Tell them about a place where you feel comfortable and write that on the board: your family’s cabin, your brown leather lazy-boy chair, or the Mountain Ash tree you used to sit in as a child. Tell them what you hate: brussel sprouts. Lies. Telemarketing.
Keep cuing them by asking what foods they love/hate. Sounds they love/hate. Weather they love/hate. Remind them to be specific. pronájem sídla . Don’t write down birds: ask what kind of bird they like.
Read Gregory Scofield’s “Heart Food.” Then “She’s Lived.” Or read “How Slow-Hand Lizard Died” and “Ode to Slow-Hand”from Joyce Sidman’s This is Just to Say, Poems of apology and Forgiveness.
Once there are two large word pools, invite everyone to write two free verse poems, one about something/someone/someplace where they feel most comfortable or at home and one about the place/things/people that make them the most uncomfortable. Encourage students to use the five senses, to be specific, to create a picture with their words, tell a story with their words, tell us how they feel.

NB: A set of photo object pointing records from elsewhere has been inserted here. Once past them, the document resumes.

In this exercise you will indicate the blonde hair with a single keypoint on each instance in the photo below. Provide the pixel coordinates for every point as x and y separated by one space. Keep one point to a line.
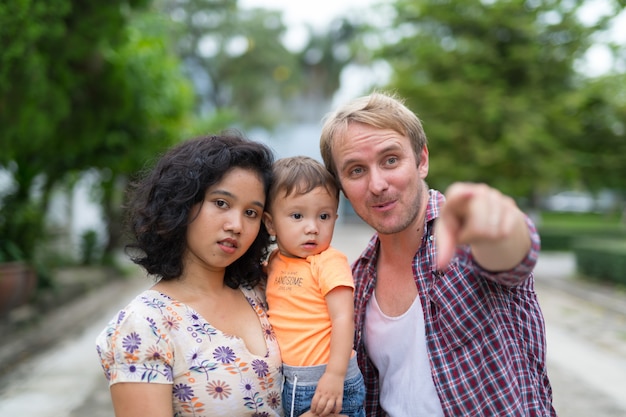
380 110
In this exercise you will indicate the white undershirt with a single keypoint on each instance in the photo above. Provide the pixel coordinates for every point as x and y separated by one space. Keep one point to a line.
397 347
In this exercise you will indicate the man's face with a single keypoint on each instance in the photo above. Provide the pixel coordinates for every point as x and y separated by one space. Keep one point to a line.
379 175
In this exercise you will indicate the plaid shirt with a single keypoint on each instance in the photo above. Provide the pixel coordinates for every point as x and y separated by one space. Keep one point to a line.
485 331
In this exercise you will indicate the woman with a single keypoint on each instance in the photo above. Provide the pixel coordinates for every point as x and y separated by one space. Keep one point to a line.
198 343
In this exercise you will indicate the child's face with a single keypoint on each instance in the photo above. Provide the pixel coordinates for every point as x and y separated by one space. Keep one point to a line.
303 223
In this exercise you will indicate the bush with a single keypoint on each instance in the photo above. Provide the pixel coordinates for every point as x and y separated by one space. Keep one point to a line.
603 259
563 239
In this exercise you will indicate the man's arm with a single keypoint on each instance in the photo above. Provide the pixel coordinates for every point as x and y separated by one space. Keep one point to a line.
489 222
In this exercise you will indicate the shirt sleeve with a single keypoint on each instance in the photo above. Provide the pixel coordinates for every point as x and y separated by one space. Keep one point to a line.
332 269
135 347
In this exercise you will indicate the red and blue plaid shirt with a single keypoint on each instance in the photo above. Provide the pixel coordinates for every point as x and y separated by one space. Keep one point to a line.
485 331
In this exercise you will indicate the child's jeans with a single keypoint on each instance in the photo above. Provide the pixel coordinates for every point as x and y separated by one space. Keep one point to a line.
301 381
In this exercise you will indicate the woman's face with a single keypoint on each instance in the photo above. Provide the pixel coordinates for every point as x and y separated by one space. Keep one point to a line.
227 222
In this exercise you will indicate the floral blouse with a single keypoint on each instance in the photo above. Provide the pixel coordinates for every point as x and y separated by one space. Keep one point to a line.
157 339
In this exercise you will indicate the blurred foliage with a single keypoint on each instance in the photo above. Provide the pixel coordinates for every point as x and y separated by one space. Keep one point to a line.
235 57
601 259
601 145
496 87
83 85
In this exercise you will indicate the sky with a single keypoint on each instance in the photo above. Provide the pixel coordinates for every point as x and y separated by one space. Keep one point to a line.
319 13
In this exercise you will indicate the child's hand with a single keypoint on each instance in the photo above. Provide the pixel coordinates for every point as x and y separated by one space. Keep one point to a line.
328 396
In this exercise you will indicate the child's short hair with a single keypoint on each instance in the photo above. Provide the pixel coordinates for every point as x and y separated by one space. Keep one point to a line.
300 175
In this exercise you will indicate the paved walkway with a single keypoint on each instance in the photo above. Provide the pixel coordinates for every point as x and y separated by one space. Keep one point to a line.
586 328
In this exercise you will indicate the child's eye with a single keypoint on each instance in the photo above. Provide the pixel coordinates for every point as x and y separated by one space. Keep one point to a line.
356 171
252 213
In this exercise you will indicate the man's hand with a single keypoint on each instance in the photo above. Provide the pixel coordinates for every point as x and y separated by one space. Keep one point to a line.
488 221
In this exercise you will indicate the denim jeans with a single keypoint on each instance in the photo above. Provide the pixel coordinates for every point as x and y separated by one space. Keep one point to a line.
305 378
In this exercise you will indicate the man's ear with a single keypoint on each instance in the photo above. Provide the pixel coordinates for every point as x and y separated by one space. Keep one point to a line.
269 225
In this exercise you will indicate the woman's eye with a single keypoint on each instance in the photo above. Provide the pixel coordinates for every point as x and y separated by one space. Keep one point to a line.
221 203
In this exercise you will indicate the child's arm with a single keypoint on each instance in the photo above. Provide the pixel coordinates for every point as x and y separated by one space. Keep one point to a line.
329 393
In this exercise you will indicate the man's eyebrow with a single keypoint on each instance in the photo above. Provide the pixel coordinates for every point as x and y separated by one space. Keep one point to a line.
389 148
231 195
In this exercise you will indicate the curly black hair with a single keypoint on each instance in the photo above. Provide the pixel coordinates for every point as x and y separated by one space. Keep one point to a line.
159 204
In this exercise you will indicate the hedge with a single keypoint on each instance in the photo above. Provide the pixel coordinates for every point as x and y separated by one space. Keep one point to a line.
602 259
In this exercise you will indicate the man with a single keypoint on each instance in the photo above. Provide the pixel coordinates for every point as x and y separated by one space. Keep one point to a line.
447 321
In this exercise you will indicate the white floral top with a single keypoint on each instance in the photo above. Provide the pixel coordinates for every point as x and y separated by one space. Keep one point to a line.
156 339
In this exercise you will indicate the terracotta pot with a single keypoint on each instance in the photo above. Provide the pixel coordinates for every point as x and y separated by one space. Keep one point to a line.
18 282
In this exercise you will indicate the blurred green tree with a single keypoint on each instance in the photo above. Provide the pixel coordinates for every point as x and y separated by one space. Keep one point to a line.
81 89
236 58
496 87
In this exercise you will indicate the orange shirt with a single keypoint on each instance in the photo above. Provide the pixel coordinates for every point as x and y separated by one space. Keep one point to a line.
296 291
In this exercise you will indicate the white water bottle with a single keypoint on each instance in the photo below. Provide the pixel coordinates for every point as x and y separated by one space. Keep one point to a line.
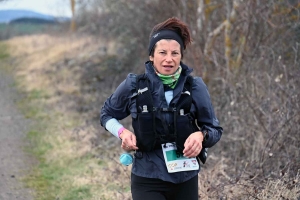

Students sometimes write about losing a loved one or fear or pain. They write about siblings who pester them or how much they hate homework or school. It is important to validate their thoughts, feelings and experiences and that neither the form nor content of their poem is judged.
A grade six student in Thunder Bay wrote that her garage burned down. Another student wrote about her grandmother who had recently died. Good poems often trigger intense emotions. This is a good time to prompt empathy and build community by asking students: “Have you ever had an experience like that?” “Have you ever felt like that?”
Other Resources:
Natalie Goldberg, Writing Down the Bones
Susan Wooldridge Goldsmith, Poemcrazy
Shane L. Koyczan, Visiting Hours
Pablo Neruda, Intimacies
Maya Angelou, Poetry for Young People
Paul B. Janeczko, A Kick in the Head, An Everyday Guide to Poetic Forms
Gregory Scofield, I Knew Two Metis Women
Barbara Juster Esbensen, Dance With Me
Joyce Sidman, This is Just to Say, Poems of Apology and Forgiveness
Anne Lamott, Bird by Bird
Brenda Ueland, If You Want to Write
Helen Humphreys, The Frozen Thames
Dawna Proudman settled in rural Grey County, Ontario after enjoying various adventures, escapades and exploits in Ottawa, Kitchener/Waterloo, Dawson City and Toronto. She now enjoys the space and pace of rural life and the artist friendly community where she co-founded the Words Aloud Spoken Word Festival and the Highway 4 Writers’ Group. In addition to poetry, her writing includes scripts for stage and video, magazine articles, short stories, children’s stories and an as-yet-unpublished novel. Elements of Grace, a collection of her poetry, was published in 2005 . She is the editor of Saugeen Stories and Strong in My Skin. Dawna also creates whimsical papier mache sculptures. Her workshops for adults, teachers and children stimulate and encourage word play. Dawna is a student and practitioner of Aboriginal medicine and Transformative Mindfulness.